Take logs and differentiate for first order ODE?
 
  • #3
yes, i have to differentiate it

sorry i didnt specifiy what had to be done, i presumed you knew it was differentiation.
 
  • #4
If it's just finding the derivative then this is probably more a question for the calculus thread.

Anyhoo, i'll do the first part. Take logs to get.

[tex] ln(y)= 5x ln(4-x) [/tex]

Now differentiate (implicitly on the LHS) and rearrange to get your answer for dy/dx. Have a go and let me know if/where you get stuck.
 
  • #5
ok, i understand your instructions, its just a matter of doing the right things now
This is what i got as an answer, unfortunately we arent supplied with answers in this exercise.

following on from your step, this is what i did

1/y * dy/dx = 5 * (1/4-x)
dy/dx = (5/4-x)y
dy/dx = (5/4-x)(4-x)^5x
 
  • #6
Pay attention with the differentiaition of the RHS.It's a product.I'm sure one of the 2 terms will contain the natural logarithm.

Daniel.
 
  • #7
Think with my poor Tex you missed the x after the 5 on the RHS. Take that into account and you're there.
 
  • #8
cogs24 said:
y = (4-x) ^ 5x

Just wondering what i should do with this
Thanx
Here's another way:
Let [tex]y(x)=f(u(x),v(x)), f(u,v)=u^{v}, u(x)=4-x, v(x)=5x[/tex]
Then, we have:
[tex]\frac{dy}{dx}=\frac{\partial{f}}{\partial{u}}\frac{du}{dx}+\frac{\partial{f}}{\partial{v}}\frac{dv}{dx}[/tex]
 
  • #9
ahh i see. i didnt spot the product rule on the right, i guess practice makes perfect.
Thanx everyone for the input.
 
  • #10
when differentiating functions of a variable say x raised to another function of xthen let's assume they are T^u,where t and u are functions of x,dy/dx =
T^u[du/dx*logt+u(dt/dx)/t]
 
  • #11
when differentiating functions of a variable say x raised to another function of xthen let's assume they are T^u,where t and u are functions of x,dy/dx =
T^u[du/dx*logt+u(dt/dx)/t].now let 4-x=t,and u=5x.
take normal procedures and see if it works
 

Related to How do you solve for x when using the chain rule and functions with variables?

1. What is the value of x in the equation y = (4-x)^5?

The value of x cannot be determined without more information. This equation has two variables (x and y) and only one equation, so there are infinitely many solutions.

2. How can I solve for x in this equation?

To solve for x, you would need to have another equation or some additional information about the relationship between x and y. With just one equation, it is not possible to solve for a specific value of x.
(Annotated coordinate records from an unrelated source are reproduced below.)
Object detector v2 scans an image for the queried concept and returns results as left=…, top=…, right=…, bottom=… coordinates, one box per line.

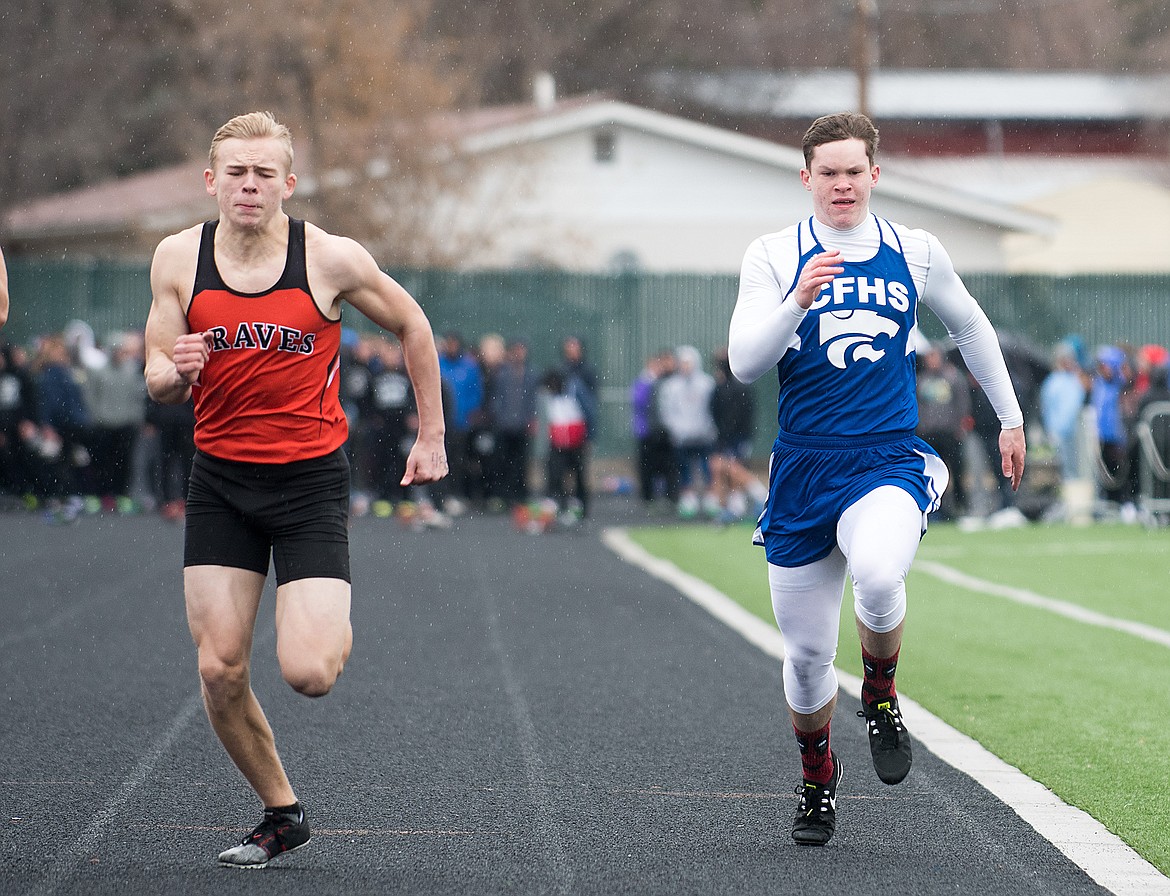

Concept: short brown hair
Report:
left=800, top=112, right=878, bottom=167
left=207, top=112, right=293, bottom=171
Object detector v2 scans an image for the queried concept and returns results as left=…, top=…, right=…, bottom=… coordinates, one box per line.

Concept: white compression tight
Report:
left=768, top=485, right=925, bottom=715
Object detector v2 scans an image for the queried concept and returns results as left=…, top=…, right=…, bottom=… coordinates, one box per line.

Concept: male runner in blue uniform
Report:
left=728, top=113, right=1025, bottom=846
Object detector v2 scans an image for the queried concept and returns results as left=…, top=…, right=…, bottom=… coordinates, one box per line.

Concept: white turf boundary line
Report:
left=601, top=529, right=1170, bottom=896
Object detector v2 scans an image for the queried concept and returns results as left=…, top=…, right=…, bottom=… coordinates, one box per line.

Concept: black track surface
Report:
left=0, top=501, right=1104, bottom=896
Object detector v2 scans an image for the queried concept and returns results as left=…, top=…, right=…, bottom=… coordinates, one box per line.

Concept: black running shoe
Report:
left=219, top=809, right=309, bottom=868
left=792, top=753, right=841, bottom=846
left=858, top=697, right=913, bottom=784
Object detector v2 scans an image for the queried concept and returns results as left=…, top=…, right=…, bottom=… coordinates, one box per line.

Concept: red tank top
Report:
left=187, top=219, right=349, bottom=463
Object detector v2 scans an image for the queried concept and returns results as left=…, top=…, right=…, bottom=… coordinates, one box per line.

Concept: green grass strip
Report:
left=631, top=525, right=1170, bottom=874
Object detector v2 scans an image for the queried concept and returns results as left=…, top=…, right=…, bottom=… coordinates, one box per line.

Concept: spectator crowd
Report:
left=0, top=321, right=1170, bottom=528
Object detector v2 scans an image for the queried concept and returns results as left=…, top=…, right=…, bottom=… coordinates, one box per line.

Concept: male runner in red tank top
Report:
left=138, top=112, right=447, bottom=868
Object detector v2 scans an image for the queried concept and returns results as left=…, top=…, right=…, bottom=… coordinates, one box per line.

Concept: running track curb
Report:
left=601, top=528, right=1170, bottom=896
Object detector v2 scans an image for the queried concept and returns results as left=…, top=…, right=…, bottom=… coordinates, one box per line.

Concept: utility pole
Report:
left=853, top=0, right=878, bottom=116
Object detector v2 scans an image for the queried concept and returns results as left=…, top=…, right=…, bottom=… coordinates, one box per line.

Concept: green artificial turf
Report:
left=631, top=525, right=1170, bottom=873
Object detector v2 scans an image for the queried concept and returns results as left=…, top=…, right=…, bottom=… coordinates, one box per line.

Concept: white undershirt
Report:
left=728, top=215, right=1024, bottom=429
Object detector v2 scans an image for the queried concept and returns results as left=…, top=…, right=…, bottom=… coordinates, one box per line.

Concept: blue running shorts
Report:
left=752, top=432, right=950, bottom=567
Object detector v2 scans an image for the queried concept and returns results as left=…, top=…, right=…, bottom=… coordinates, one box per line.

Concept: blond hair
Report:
left=207, top=112, right=293, bottom=171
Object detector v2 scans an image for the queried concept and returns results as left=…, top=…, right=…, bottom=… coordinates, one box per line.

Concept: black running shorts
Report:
left=183, top=448, right=350, bottom=585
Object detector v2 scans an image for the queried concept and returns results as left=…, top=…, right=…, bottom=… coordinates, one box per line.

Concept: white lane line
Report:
left=913, top=559, right=1170, bottom=647
left=601, top=529, right=1170, bottom=896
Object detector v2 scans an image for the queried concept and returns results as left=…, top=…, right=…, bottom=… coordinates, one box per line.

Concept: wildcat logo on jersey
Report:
left=207, top=322, right=317, bottom=354
left=818, top=308, right=899, bottom=370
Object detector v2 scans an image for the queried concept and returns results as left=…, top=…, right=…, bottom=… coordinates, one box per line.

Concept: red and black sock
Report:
left=792, top=723, right=833, bottom=785
left=861, top=647, right=901, bottom=707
3. Can I graph this equation?

Yes, you can graph this equation by choosing different values for x and finding the corresponding y values. However, since there are infinitely many solutions, the graph will not be a single line, but rather a curve.

4. Is there a specific method for solving this type of equation?

This equation does not fall into a specific category of equations that have a set method for solving. Each equation is unique and may require different techniques or additional information to find a solution.

5. Can I use a calculator to solve this equation?

No, a calculator cannot solve this equation for a specific value of x. It can only give you a numerical approximation for a given value of y. To find a specific value of x, you would need to use algebraic methods or have additional information about the relationship between x and y.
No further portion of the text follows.